Segundo eles, as análises de DNA sugerem que a linhagem dos humanos modernos se diferenciou dos parentes mais próximos - os Neanderthais e os Denisovans - há mais de 500 mil anos, portanto muito antes do primeiro espécime reconhecível de Homo sapiens. "Isso pode significar que existiram membros mais recentes da linhagem Homo sapiens que tinham características preponderantemente arcaicas, em vez dos traços modernos. Até agora, tem sido difícil identificar esses fósseis", escreveram.

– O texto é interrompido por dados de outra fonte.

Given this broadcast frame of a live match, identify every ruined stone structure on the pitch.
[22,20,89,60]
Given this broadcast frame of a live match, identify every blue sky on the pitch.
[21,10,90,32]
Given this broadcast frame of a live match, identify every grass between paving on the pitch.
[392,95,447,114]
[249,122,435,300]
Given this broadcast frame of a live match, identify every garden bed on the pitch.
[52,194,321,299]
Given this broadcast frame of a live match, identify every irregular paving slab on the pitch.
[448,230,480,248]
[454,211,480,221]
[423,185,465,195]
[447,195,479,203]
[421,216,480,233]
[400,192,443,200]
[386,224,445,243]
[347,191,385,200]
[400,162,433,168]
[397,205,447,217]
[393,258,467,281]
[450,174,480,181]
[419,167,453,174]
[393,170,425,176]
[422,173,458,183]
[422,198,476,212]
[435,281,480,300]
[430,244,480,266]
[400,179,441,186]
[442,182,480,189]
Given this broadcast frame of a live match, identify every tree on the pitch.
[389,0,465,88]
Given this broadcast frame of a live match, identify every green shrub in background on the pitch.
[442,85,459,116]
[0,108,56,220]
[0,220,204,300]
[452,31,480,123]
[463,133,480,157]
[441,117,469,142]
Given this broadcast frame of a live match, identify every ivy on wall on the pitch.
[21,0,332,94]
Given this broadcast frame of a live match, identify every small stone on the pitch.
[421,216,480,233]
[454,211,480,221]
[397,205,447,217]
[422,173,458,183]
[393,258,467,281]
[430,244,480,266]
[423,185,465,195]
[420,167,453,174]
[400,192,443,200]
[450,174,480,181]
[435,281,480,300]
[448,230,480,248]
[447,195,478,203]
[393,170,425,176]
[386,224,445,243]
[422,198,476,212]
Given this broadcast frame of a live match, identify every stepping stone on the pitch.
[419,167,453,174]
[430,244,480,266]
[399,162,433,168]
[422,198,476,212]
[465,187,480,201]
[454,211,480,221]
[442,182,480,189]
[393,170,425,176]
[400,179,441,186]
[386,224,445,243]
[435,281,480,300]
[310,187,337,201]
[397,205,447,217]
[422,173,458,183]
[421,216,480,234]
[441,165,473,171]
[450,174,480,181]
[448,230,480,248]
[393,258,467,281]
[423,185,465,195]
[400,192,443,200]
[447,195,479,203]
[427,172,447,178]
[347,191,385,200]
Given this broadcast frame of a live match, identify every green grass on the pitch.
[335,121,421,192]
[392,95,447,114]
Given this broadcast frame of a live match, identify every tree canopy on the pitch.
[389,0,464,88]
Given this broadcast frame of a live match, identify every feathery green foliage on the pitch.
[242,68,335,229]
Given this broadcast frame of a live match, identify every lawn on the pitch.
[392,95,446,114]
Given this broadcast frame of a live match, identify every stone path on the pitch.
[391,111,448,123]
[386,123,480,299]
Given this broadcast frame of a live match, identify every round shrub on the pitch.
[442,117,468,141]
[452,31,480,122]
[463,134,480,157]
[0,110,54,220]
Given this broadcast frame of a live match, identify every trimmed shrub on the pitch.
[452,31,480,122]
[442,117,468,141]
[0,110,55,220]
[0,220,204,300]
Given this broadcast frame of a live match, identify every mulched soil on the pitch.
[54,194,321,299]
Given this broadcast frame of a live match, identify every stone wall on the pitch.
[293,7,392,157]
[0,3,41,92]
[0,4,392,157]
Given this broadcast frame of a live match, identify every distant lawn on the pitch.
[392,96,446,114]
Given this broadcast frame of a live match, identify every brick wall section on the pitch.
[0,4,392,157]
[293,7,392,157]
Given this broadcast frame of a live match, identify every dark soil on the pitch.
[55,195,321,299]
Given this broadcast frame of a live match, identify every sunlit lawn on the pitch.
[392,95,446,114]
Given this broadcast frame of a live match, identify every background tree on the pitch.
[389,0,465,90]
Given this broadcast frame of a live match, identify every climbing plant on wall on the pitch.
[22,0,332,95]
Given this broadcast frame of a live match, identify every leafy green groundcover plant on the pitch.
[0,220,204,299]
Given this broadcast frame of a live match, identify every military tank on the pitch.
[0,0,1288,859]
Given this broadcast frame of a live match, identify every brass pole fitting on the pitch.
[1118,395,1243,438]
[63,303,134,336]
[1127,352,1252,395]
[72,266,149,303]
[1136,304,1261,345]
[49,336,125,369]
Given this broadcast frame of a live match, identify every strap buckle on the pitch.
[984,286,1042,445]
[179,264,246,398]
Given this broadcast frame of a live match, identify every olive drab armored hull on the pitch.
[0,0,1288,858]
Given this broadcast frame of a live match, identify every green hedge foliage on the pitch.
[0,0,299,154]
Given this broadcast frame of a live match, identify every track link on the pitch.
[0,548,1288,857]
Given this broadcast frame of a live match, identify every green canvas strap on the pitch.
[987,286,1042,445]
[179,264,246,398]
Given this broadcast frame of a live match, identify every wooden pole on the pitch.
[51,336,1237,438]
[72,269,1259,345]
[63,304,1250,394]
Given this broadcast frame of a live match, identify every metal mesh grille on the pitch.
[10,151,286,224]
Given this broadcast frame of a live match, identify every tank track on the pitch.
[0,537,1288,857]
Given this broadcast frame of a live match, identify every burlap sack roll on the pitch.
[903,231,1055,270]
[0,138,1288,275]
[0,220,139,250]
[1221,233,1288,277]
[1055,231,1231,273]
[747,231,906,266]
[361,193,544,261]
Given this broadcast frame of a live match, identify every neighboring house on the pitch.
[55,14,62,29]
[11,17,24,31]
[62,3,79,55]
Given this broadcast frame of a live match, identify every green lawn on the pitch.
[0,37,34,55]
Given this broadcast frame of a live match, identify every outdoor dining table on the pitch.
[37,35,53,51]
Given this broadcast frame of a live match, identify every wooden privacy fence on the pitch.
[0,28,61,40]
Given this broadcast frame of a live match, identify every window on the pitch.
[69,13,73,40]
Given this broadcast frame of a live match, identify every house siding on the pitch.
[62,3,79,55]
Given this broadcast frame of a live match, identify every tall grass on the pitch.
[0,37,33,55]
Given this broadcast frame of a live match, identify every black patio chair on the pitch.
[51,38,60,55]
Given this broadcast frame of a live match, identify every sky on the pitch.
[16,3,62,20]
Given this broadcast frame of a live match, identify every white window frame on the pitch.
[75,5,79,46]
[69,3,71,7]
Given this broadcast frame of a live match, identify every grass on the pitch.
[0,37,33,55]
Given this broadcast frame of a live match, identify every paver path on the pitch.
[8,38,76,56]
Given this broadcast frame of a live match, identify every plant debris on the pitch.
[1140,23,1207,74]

De acordo com Stringer e Julia, os autores dos novos estudos sugerem que uma separação clara entre fases da evolução do Homo sapiens - como as que descrevem os fósseis como "arcaicos" e "anatomicamente modernos" - provavelmente deixarão de existir à medida que o registro de fósseis aumenta. "Eles provavelmente estão certos, embora as evidências que encontraram adicionem a esse quadro uma sobreposição de formas que pareciam mais arcaicas ou mais modernas", disseram.
Mais uma pista dessa sobreposição de características "arcaicas" e "modernas", segundo eles, é a descoberta - reportada pelo Estado no dia 9 de maio - de que um espécime do primitivo Homo naledi, encontrado na África do Sul, tinha apenas 300 mil anos e não 2,5 milhões de anos, como se pensava. "Talvez mais estudos de datação possam esclarecer a extensão dessa sobreposição e os processos que podem ter levado à evolução dos humanos modernos", escreveram.